Излив так свои чувства, хорошо освежившись и взбодрившись, Херефорд бросился к составлению и рассылке своих реляций. Отправив курьеров, как гигант, в которого писание писем вдохнуло новые силы, он приступил к планированию согласованных с братом действий. Взрыв гнева вызвал прилив такой энергии, для которой все проблемы были нипочем. Если все сложится удачно, они смогут за неделю-другую овладеть еще одним небольшим замком и начать осаду третьего. Это дело он оставит полностью на ловкого Вальтера, а сам с небольшим отрядом как можно скрытнее отправится на встречу с Арунделом и Генрихом. В случае успеха самостоятельной операции Вальтер сможет перейти к рейдам на юге. Заниматься этим Вальтеру нравилось и скоро не надоест. Такие же действия там будут предпринимать Солсбери и Джон Фитц Джильберт, в то время как он сам вместе с Генрихом оправится на север в Шотландию, прихватив по пути Честера. Дальше ему останется только выбрать объекты для своих ударов.

* * *

Херефорду, конечно, вовсе не нужно было убеждать Элизабет, что он и не думает затевать развод. Она, безусловно, упряма, но не настолько глупа, чтобы обеспокоиться этой суматохой леди Херефорд. Она прекрасно понимала свое политическое и финансовое значение для своего господина, что в конечном счете перевешивало все остальное. Она также ни под каким видом не стала бы писать отцу о своей вине и несчастье. Когда Элизабет получила первое письмо от мужа, леди Херефорд еще пребывала в гневе и приготовилась принять меры, чтобы сделать жизнь Элизабет в Херефорде невыносимой. Она тоже пришла к заключению, что сын не может допустить развода с Элизабет, но считала справедливым, если он водворит жену в ее собственное имение. Но и этот расчет не оправдался, когда вскорости после такой ссоры Элизабет стала получать от мужа письмо за письмом, и тогда леди Херефорд решила, что единственный путь избавиться от нежеланной невестки — это самой ее выжить, а потом сказать, что та убралась по собственной воле.

До того как от Херефорда прискакал следующий курьер, прошел целый день, ставший для обеих дам по разным причинам одинаково трудным. Леди Херефорд уже начала свою операцию по выживанию невестки и оттого чувствовала себя прескверно, хотя Элизабет, поглощенная своими заботами, этих приготовлений даже не заметила. Леди Херефорд, конечно, побаивалась немного, что Роджер узнает о ее проделке, но больше всего ее огорчала собственная жалость. Элизабет выглядела дурно; ее бледность придала коже зеленоватый оттенок, глаза провалились, а под ними — черные круги. Большую часть дня Элизабет сидела, устремив взгляд в пустоту. И не вмешайся Херефорд со своими письмами, его мать уже была близка к тому, чтобы пытаться утешить девочку. Она твердила себе, что Элизабет недостойна ее сына, но, оставаясь женщиной благочестивой и доброй, все больше склонялась к мысли, что такое отношение к Элизабет диктует ей ревность.

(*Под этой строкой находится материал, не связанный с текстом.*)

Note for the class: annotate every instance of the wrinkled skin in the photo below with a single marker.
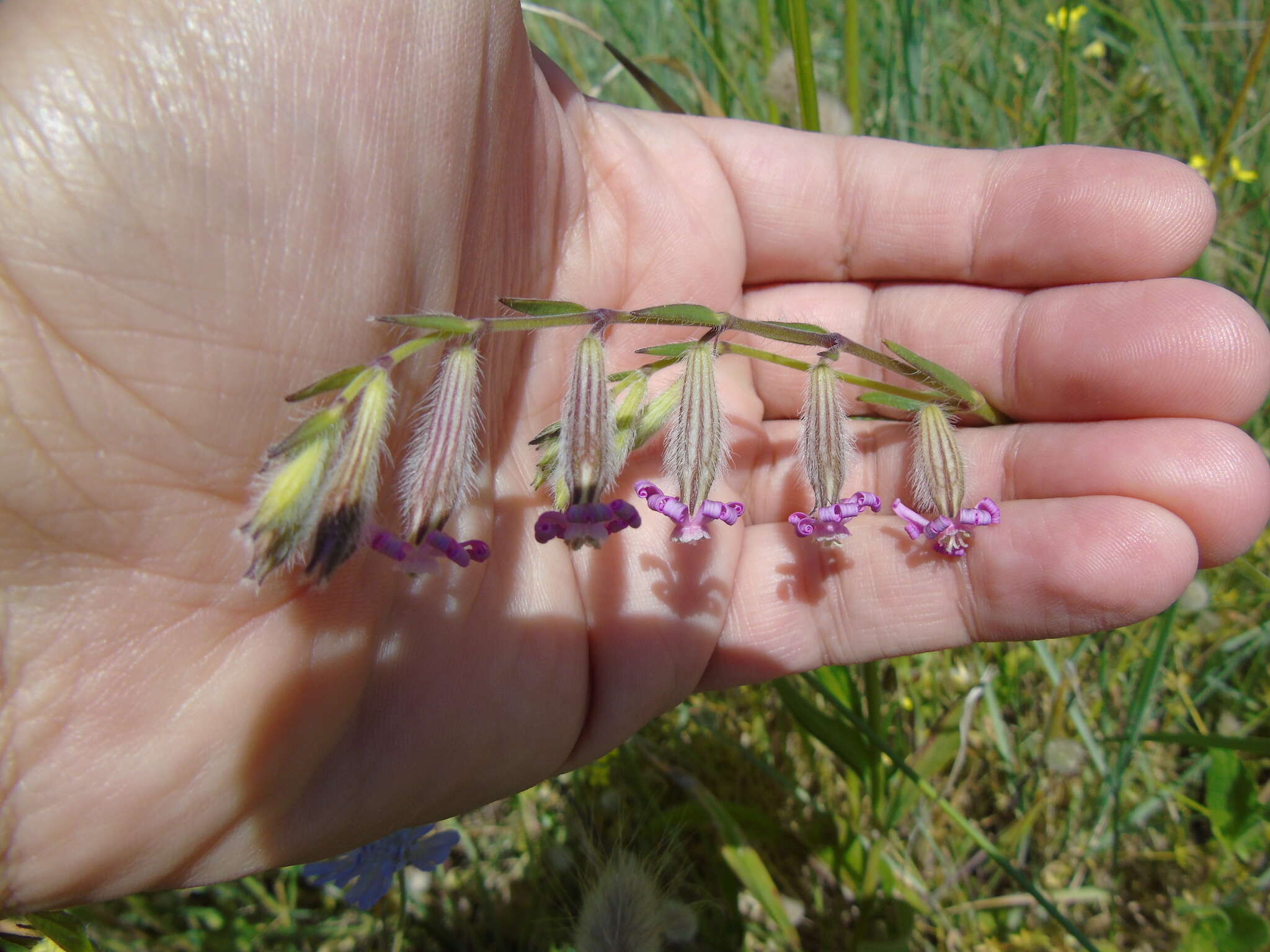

Для Элизабет просьба Роджера обратиться к отцу в качестве его посредника была теперь очень некстати. В другое время она охотно бы взялась за это поручение, видя в нем признание своей полезности и будучи уверенной, что она в состоянии его выполнить. Но сейчас, когда самое плохое миновало, она пребывала в недвижном состоянии исцеления, затягивания душевных ран. Его просьба вновь бросала ее в бездну отчаяния, где не было веры в себя. Она чувствовала, что с отцом ей не справиться, что он будет задавать ей вопросы, на которые без подсказки Роджера самостоятельно ей не ответить. Иметь дело с Честером непросто, и кто это знал лучше его дочери! Поэтому, сделай она неверный шаг, или случись у него самого что не так, он запросто может отвернуться от Херефорда. Элизабет знала также, что из одного упрямства и назло кому угодно он может действовать себе же во вред, и боялась в своем нынешнем состоянии сделать и сказать такое, что толкнет его на пагубный для себя и для мужа путь.

Перед тем как улечься в постель, Элизабет машинально расплетала косы, задумчиво уставившись в зеркало перед собой. Вглядевшись в свое отражение, она уронила голову на руки и зарыдала. Если с этими провалившимися глазами и печально опущенными губами она явится перед отцом, он сразу решит, разуверяй его или не разуверяй, что Херефорд с ней обращается жестоко, и она одним своим внешним видом опять нанесет удар по замыслам мужа. Она не может ехать в Честер, не может! А кроме того, и не хочет. Может быть, Роджер вернется… Даже если ему не захочется видеть ее. Может статься, что он будет продолжать думать о чудовищности ее проступка, а она, уехав, не сможет еще раз сказать, как раскаивается, не сможет, надо это добавить, разжечь у него страсть. Она перечитала последние строки его письма, где он холодно просил не беспокоиться о нем, и, чувствуя себя несчастной, забралась в постель. Как ей теперь не хватало его тепла, его ласки, которую она так часто отвергала! Элизабет еще не осознавала, но уже началось ее душевное воскрешение: теперь она нуждалась в Роджере, чтобы он ее утешил, она больше не носилась со своим горем, как наседка с яйцом. Его ласка больше не будет утяжелять ее вины. Чувство этой вины ее никогда не покинет, этот шрам на совести Элизабет будет носить до гробовой доски и со временем начнет ценить его как драгоценность, когда, годы спустя, поймет, что это горе превратило ее в настоящую женщину.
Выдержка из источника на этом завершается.